The polarizing state of politics in the United States has implications for traditional wildlife management. Historically, state wildlife management agencies sprung up in the early twentieth century, largely as a response to the hunting population’s demands for regulations in the face of large scale extirpation. Since then, state wildlife agencies have maintained a strong relationship between hunters who largely support the agency through participation fees (licenses, tags, etc.) Many states continue to depend on the revenue generated from license fees and firearm excise taxes (see Pittman-Robertson Act), but increasing distrust as a result of polarization may be hurting agency relationships with the hunting public.
A new study funded by the Association of Fish and Wildlife Agencies aims to identify the factors that are causing a growing sense of anger and distrust of state wildlife agencies within the hunting public. Led by Michael Manfredo of Colorado State University, the authors looked at the growing political divide as a possible explanation for the frustration held by those who support the agency (hunters and fisherman) and non-consumptive users who desire to be represented in the agency. But when did this cultural divide begin?

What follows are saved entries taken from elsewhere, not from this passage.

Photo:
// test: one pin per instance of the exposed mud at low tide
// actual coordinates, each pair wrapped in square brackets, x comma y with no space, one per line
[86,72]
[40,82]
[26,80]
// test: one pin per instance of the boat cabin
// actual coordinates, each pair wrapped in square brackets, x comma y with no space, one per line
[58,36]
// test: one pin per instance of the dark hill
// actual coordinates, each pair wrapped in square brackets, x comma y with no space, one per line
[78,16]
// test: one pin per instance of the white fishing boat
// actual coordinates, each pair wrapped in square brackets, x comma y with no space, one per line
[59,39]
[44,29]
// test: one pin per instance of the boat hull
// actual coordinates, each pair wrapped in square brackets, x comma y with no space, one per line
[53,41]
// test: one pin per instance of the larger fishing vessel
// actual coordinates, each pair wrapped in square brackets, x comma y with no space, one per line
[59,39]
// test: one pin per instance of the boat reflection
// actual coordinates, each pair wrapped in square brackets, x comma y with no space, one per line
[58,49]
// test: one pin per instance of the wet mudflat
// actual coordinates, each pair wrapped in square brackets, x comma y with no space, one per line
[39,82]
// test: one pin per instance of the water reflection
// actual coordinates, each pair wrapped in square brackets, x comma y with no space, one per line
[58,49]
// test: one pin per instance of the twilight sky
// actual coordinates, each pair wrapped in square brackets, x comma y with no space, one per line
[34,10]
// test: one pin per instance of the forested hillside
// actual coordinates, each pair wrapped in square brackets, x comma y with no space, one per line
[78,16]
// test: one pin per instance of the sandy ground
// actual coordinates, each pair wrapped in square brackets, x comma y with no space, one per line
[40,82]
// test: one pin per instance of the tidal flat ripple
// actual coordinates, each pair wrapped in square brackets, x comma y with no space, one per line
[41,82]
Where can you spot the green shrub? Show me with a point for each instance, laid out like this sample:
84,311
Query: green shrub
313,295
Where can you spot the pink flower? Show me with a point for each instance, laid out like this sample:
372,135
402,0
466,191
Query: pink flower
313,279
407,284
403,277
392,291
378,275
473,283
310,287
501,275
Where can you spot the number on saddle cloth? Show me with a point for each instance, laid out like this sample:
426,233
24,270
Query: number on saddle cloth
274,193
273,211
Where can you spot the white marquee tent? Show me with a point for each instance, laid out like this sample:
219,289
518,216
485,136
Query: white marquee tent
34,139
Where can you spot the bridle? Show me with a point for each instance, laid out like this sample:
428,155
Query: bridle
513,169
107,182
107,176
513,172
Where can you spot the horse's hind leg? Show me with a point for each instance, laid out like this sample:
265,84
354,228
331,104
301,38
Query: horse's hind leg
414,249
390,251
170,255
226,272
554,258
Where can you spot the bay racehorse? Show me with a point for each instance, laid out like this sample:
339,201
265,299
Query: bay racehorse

Throughout much of the 20th century, wildlife agencies almost exclusively reflected the desires of the hunting public, as the system relied upon their involvement to support agency actions. Beginning with the environmental movement in the 1970’s, a sort of cultural backlash began where environmental groups were using legislative action to limit state wildlife agency operations. This rise can be seen in the numerous anti-hunting bills that went to a vote during the 1980’s and 90’s including legislation to end mountain lion hunting, mammal trapping, and hound hunting in many states.
Coinciding with anti-hunting legislation was a gradual decline in hunter participation throughout the U.S. which spurred many state agencies to consider alternative funding sources. This often meant including non-consumptive users in the discussion. The new study found that states that have considered diversifying their funding sources to include these users experienced the highest level of distrust within the hunting community. The most egregious of these examples being California, where the proportionately small hunting population feels increasingly outnumbered by anti-hunting or non-consumptive groups who aim to change the state wildlife agency’s priorities. It is worth noting that states experiencing the least amount of political polarization regarding wildlife management (i.e. the most hunting friendly) had the highest trust in their state wildlife agencies.

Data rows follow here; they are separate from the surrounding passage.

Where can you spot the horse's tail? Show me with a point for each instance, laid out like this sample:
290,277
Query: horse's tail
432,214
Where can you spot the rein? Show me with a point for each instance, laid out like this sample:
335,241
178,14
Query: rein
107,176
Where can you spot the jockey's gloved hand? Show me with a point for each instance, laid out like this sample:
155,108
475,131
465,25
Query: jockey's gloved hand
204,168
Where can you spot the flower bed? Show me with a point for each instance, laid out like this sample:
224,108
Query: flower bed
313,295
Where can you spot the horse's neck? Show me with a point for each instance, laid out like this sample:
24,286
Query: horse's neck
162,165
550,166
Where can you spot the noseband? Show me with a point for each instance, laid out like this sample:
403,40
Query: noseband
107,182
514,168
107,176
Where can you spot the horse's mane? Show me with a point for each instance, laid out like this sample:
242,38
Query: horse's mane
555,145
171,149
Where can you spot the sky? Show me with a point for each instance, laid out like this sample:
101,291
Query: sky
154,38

As the political divide widens, the risks to the traditional system of wildlife management increase. In some states, it may be wise to reconsider certain management objectives to include an approach that takes into account non-consumptive users without stepping on traditional hunters. The wildlife belong to every American, after all. The difficult matter is to what extent do we expand the scope of influence, when not everyone is participating at the level of hunters and fisherman?